Hurricane-force winds can drastically change shorelines by pushing water toward or away from shore

This photo provided by Michael Sechler shows a beached manatee in Manatee County, stranded after waters receded from the Florida bay in a negative storm surge as Hurricane Irma approached. (Michael Sechler/Associated Press)

With back-to-back hurricanes in the last few weeks, we've been bombarded with contrasting images of high water rushing over inland streets and manatees stranded on dry beaches.

In the first case, where'd all that extra water come from? And in the second, where did the sea water go?

You can blame both on storm surge, what happens when powerful winds shove huge volumes of water toward — or away from — the shore.
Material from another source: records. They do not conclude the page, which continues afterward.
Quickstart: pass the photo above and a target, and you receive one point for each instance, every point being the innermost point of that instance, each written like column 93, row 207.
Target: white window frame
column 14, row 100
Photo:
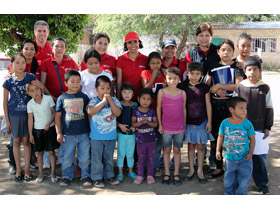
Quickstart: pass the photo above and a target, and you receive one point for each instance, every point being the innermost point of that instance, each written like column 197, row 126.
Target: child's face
column 73, row 84
column 133, row 46
column 127, row 94
column 19, row 64
column 59, row 48
column 240, row 110
column 244, row 47
column 194, row 76
column 226, row 52
column 103, row 88
column 172, row 79
column 169, row 51
column 253, row 74
column 34, row 92
column 101, row 45
column 155, row 64
column 145, row 100
column 28, row 50
column 93, row 65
Storm surge can be one of the most dangerous aspects of a hurricane. Massive amounts of water rush back towards shore and can drastically raise water levels, sometimes flooding streets and buildings far from shore. With Hurricane Irma, the National Hurricane Center issued warnings for storm surges of more than two metres.

Iconic Shem Creek is flooded as storm surge from tropical storm Irma hits Mt. Pleasant, S.C., on Sept. 11, 2017. (Mic Smith/Associated Press)

But there's also a strange phenomenon known as negative storm surge. That's what produced those extended, dry beaches in Florida that left some manatees stranded.

They were also an odd sight for residents used to water levels that don't deviate very much when the tide goes in or out, said Chris Fogarty, senior research meteorologist at the Canadian Hurricane Centre.

"It's wind pushing that water away," Fogarty said. "When wind is blowing off shore, you don't have the big waves at the beach because the wind is in the opposite direction."

On a smaller scale, Fogarty said you could watch how water in a puddle reacts to winds. Wind creates ripples based on the direction of the wind, which is essentially what happens in storm surge.

"It's all about wind direction," he said. 

"The strong wind shift blowing from one direction and then in the total opposite direction after the eye goes through ... pushes that same water right back in quite quickly behind the eye of the storm."

The impact of the storm surge depends on the speed of the wind, how low the pressure is in the eye of the storm and the shape of the coast, Fogarty said.

Residents inspect the extreme receding water in Tampa Bay ahead of Hurricane Irma on Sunday prior to the hurricane hitting the area. (Brian Blanco/Getty Images)

Harbours and bays are particularly affected by storm surge because water is funnelled into one place and pushed, which amplifies what happens to the water.

Because wind speeds vary depending on the part of the hurricane that hits a particular location, a small change in the hurricane's predicted path can cause a big change in the storm surge.

All these factors can make it difficult to predict how much storm surge will happen during a hurricane, Fogarty said. 

That's why it may end up being much bigger — or smaller — than predicted.

The water often returns very quickly. After a negative surge from Irma, more than 1.5 metres of water returned to one coast in less than an hour, he said.  

"If you see water get drawn out, it doesn't mean to go out and explore," Fogarty said. "It means something weird's going on. You don't want to be caught with the water coming back in."